In June 2022, iGaming software provider EveryMatrix and National Lottery plc, a subsidiary of IZI Group plc, signed an agreement with the supplier to provide online games for the National Lottery of Malta.

In October 2022, B2B iGaming technology provider EveryMatrix was awarded the public tender to provide the Finnish state-owned gaming and lottery monopoly Veikkaus with casino content.

In January 2023, EveryMatrix won the Hungarian lottery tender for an online sportsbook platform and services.

==History==
EveryMatrix was founded in 2008 and opened its first offices in London, Bucharest, and Changsha.

The first version of the EveryMatrix sportsbook went live in 2009, the casino product emerged in 2012, the affiliate and agent management platform made its comeback as an independent product in 2016, and the payment platform became fully certified and operational in 2017.

In 2011, the company opened a new office in Malta and secured a B2B Malta licence (Type 2) for fixed-odds betting, including live betting.
EveryMartrix subsequently opened new development offices in Lviv, Ukraine (2013), Yerevan, Armenia (2015) and a new business and commercial hub in Ski, Norway (2018).

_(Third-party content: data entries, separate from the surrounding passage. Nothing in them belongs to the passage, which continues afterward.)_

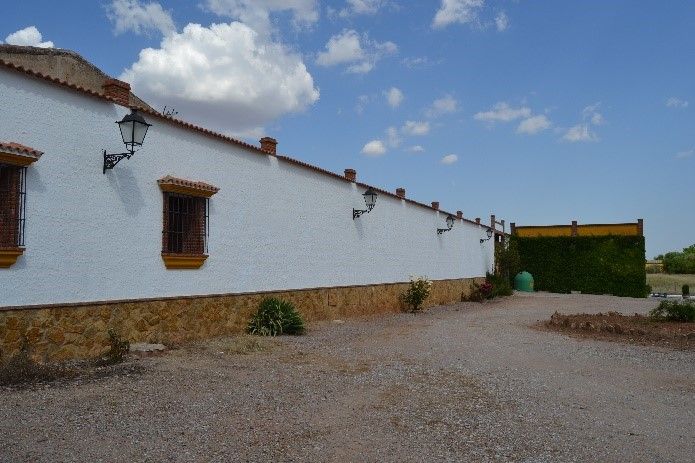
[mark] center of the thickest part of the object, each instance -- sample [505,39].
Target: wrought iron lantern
[449,225]
[490,232]
[369,199]
[133,130]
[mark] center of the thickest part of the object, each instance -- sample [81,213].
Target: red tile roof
[208,132]
[201,186]
[12,146]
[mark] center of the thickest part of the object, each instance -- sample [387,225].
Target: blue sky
[538,111]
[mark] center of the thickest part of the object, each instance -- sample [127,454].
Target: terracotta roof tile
[201,186]
[12,146]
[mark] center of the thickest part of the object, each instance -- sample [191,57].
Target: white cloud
[29,36]
[502,112]
[131,15]
[580,133]
[449,159]
[256,13]
[392,137]
[502,21]
[415,61]
[362,102]
[442,106]
[374,148]
[674,102]
[685,154]
[226,77]
[416,128]
[394,96]
[355,7]
[457,11]
[591,114]
[533,125]
[359,52]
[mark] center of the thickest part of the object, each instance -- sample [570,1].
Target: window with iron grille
[185,224]
[12,205]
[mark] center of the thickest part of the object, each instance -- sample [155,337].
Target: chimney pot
[117,90]
[269,145]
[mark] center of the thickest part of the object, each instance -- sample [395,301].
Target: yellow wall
[550,230]
[625,229]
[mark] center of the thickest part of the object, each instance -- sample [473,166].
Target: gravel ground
[469,382]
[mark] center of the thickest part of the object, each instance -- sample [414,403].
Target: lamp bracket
[110,160]
[358,212]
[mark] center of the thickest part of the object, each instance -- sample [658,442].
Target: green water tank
[523,281]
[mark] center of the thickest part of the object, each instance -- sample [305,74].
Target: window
[14,159]
[185,222]
[12,202]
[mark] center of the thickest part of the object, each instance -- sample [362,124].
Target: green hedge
[593,265]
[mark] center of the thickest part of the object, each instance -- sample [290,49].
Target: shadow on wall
[124,183]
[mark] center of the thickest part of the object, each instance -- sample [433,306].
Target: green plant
[480,292]
[275,317]
[118,349]
[508,260]
[590,264]
[419,290]
[680,262]
[675,311]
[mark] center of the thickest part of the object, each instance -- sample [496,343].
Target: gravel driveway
[469,382]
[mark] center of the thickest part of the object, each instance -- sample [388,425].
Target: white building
[192,213]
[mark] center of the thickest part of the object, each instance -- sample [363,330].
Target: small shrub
[275,317]
[674,311]
[416,294]
[480,292]
[118,350]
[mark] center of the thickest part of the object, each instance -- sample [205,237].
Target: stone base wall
[79,331]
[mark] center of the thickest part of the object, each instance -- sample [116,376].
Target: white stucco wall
[273,225]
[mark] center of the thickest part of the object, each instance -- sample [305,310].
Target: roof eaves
[208,132]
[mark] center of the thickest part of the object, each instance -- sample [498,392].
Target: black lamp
[449,225]
[489,235]
[369,199]
[133,130]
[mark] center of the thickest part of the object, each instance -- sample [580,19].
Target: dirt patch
[633,329]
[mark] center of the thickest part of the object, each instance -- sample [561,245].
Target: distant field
[663,283]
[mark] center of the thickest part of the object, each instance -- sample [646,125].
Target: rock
[145,348]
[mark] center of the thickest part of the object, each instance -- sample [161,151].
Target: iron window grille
[12,205]
[186,224]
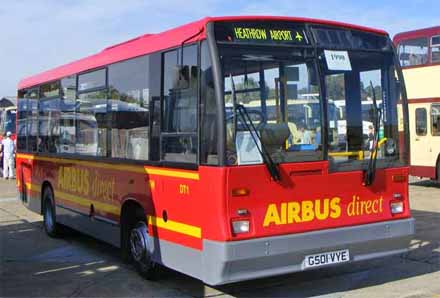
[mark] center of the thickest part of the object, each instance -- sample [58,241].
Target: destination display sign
[261,32]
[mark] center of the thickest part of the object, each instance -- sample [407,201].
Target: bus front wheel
[141,248]
[51,226]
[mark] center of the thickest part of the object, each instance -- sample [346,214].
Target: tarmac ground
[34,265]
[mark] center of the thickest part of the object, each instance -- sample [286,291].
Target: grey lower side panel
[33,203]
[99,229]
[226,262]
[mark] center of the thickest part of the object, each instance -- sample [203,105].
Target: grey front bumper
[226,262]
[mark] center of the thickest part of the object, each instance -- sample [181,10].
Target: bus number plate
[326,258]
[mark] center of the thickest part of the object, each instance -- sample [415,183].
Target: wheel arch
[43,187]
[131,212]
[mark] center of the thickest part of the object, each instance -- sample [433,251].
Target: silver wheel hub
[139,244]
[49,219]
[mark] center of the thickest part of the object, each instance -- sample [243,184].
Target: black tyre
[141,249]
[51,226]
[438,171]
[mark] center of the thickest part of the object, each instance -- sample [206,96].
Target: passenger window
[50,89]
[91,80]
[22,106]
[435,119]
[435,49]
[179,107]
[421,122]
[67,139]
[413,52]
[49,120]
[129,98]
[32,120]
[209,110]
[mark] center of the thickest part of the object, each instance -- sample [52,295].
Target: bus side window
[179,112]
[435,49]
[435,119]
[129,108]
[421,122]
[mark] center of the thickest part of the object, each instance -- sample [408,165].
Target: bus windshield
[281,89]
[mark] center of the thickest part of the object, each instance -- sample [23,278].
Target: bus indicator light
[240,192]
[240,226]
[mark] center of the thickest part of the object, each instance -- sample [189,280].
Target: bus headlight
[240,226]
[396,207]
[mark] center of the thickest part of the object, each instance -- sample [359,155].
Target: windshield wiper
[371,170]
[248,123]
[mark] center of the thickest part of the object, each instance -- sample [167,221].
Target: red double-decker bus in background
[166,147]
[419,55]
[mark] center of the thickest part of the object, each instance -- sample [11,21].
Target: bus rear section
[419,55]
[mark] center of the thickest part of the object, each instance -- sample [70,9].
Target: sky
[36,35]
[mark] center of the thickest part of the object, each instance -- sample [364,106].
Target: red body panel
[206,204]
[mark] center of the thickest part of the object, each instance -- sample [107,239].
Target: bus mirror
[181,77]
[398,90]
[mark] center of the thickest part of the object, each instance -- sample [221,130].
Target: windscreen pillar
[353,111]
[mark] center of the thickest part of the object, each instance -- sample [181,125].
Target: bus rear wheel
[51,226]
[141,249]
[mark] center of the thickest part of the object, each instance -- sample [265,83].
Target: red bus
[7,121]
[419,55]
[165,147]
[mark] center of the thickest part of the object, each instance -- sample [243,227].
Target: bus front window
[279,90]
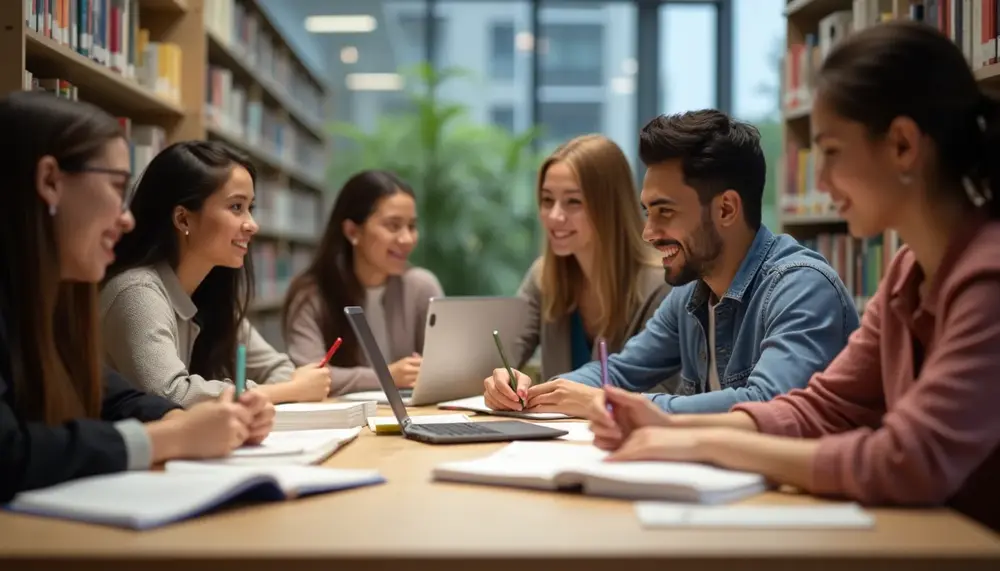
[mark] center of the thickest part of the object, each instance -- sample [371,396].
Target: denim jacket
[785,316]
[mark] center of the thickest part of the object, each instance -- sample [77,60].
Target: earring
[978,197]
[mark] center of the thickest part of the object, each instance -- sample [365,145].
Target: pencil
[329,354]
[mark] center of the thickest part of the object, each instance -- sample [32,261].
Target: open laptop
[461,325]
[452,433]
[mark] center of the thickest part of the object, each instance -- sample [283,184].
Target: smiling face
[387,238]
[219,233]
[858,172]
[89,219]
[563,212]
[678,225]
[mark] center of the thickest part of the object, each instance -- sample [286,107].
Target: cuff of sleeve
[138,446]
[661,400]
[771,417]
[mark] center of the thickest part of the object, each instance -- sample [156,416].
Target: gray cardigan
[405,303]
[554,336]
[149,333]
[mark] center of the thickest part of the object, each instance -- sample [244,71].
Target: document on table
[836,516]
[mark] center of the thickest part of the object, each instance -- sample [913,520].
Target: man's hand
[628,412]
[561,395]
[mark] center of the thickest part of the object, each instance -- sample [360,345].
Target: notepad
[478,404]
[291,447]
[389,424]
[317,415]
[836,516]
[556,465]
[145,500]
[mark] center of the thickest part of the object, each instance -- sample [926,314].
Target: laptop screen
[359,323]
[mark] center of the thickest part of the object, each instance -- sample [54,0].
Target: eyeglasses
[129,188]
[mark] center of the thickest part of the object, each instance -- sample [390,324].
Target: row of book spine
[233,108]
[240,28]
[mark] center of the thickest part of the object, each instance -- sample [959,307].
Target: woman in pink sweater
[908,413]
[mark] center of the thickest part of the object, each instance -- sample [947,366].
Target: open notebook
[144,500]
[313,415]
[290,447]
[554,465]
[478,404]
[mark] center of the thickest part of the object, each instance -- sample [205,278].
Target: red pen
[329,354]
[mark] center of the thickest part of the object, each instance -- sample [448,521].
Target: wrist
[167,438]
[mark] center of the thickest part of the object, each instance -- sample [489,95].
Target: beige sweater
[404,303]
[149,334]
[554,336]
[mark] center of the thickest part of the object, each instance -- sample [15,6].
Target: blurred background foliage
[474,184]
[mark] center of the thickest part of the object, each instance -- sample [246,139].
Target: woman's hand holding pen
[498,393]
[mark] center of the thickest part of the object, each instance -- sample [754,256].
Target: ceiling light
[374,81]
[340,24]
[524,41]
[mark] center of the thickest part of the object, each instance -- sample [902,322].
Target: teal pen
[510,372]
[241,370]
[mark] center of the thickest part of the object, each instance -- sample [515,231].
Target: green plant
[473,182]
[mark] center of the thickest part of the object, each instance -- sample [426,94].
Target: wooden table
[413,523]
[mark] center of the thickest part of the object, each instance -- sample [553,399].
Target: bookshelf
[811,26]
[174,70]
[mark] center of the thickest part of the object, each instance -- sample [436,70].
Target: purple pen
[602,347]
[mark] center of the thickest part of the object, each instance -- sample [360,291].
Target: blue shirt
[785,316]
[580,347]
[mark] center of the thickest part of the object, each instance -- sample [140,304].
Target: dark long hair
[186,174]
[52,331]
[909,69]
[331,274]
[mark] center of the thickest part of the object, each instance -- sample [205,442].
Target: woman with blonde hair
[596,278]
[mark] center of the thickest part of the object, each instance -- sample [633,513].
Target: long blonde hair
[612,202]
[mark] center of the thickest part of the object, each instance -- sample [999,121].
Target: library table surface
[411,522]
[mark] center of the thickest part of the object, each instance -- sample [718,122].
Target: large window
[502,51]
[587,71]
[572,54]
[688,58]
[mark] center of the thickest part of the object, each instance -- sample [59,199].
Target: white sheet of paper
[837,516]
[578,431]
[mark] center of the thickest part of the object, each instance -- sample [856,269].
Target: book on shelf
[560,466]
[108,32]
[860,262]
[241,29]
[184,490]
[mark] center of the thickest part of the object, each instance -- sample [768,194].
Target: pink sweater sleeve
[848,394]
[943,428]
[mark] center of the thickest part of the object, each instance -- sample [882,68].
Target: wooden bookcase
[227,73]
[805,213]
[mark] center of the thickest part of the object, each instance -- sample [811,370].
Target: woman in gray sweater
[174,308]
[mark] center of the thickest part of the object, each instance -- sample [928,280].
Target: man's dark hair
[717,153]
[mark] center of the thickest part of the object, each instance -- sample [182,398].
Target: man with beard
[752,314]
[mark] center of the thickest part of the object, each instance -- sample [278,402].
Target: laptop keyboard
[458,428]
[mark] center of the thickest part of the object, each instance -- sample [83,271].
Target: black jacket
[36,455]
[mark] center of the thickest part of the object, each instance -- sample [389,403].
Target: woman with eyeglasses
[362,260]
[174,309]
[62,415]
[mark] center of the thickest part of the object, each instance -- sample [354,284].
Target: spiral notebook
[559,466]
[146,500]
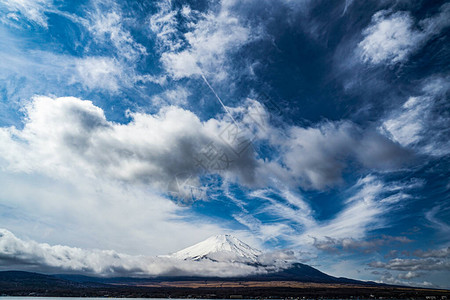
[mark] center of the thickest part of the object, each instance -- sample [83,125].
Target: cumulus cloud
[204,46]
[392,37]
[32,10]
[421,121]
[100,72]
[106,23]
[435,253]
[65,135]
[430,260]
[364,246]
[401,264]
[317,156]
[30,255]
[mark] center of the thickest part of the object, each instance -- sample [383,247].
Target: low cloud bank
[29,255]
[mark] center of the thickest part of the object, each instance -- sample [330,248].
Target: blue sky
[316,126]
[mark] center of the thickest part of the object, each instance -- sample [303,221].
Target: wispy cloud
[204,46]
[393,36]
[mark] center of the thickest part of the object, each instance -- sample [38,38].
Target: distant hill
[17,283]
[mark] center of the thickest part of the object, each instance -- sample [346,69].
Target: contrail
[220,100]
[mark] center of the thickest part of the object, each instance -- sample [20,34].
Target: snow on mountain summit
[219,248]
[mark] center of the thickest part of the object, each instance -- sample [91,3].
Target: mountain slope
[219,248]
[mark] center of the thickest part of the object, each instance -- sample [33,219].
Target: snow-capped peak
[219,248]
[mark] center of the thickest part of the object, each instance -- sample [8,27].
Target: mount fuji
[219,248]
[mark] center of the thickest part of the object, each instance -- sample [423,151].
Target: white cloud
[392,37]
[315,157]
[31,255]
[105,22]
[66,135]
[100,72]
[32,10]
[419,123]
[177,96]
[205,45]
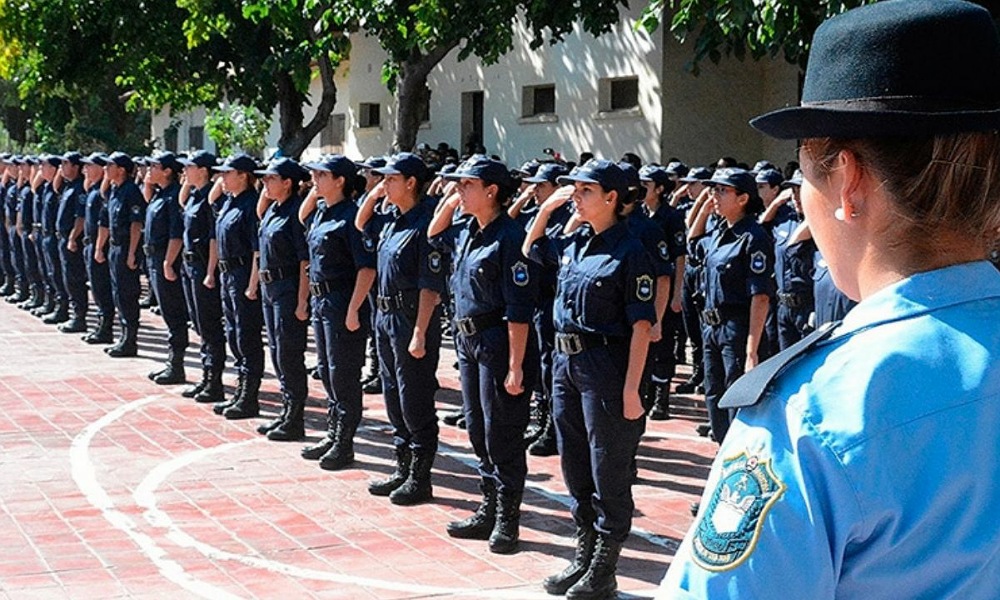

In November 2019, EveryMatrix announced the launch of Spearhead Studios, formed by an experienced team that was acquired from Gaming Innovation Group. Based in Marbella, Spain.

2020 finds EveryMatrix increasing its Esports offering during the worldwide ban on real-life sports events. By May 2020, live esports events coverage surpassed 50,000 monthly events monthly across 19 esports via OddsMatrix's Esports Services. A selection of Virtual Sports also became available to operators via CasinoEngine direct API integration.

In August 2020, EveryMatrix recruited online gaming executive Erik Nyman as part of its leadership team to drive the company's expansion in the US market and open the company's first US office.

The company's global workforce reached 500 employees in October 2020 as EveryMatrix opened a new office in Chiang Mai, Thailand after the group acquired TOTOIT, a Thailand-based web development company.

In 2021, EveryMatrix opened Armadillo Studios to announce its first iGaming development investment in the United States. Armadillo Studios is part of EveryMatrix Group and is based at the company's headquarters in Miami, Florida. Armadillo Studios is set to develop online casino games based on U.S. market-specific player preferences.

In May 2022, it was announced EveryMatrix had acquired the Zagreb-headquartered B2B sports betting developer, Leapbit for an undisclosed amount.

==Licences and certifications==
EveryMatrix Software Limited is licensed and regulated in Great Britain by the Gambling Commission under account number 39383 and the Malta Gaming Authority, licence number MGA/B2B/201/2011.

In 2019, EveryMatrix was granted approval to operate its CasinoEngine platform on the Spanish market by Dirección General de Ordenación del Juego (DGOJ).

In 2020, EveryMatrix filed an application for a US license in New Jersey.

In May 2022, EveryMatrix announced the organisation had obtained its license from the lottery commission in West Virginia after applying in December 2021. The company plans to supply content developed from its two in-house studios Spearhead Studios and Armadillo Studios to operators in the state and will be achieved through EveryMatrix's integration platform for casinos called CasinoEngine.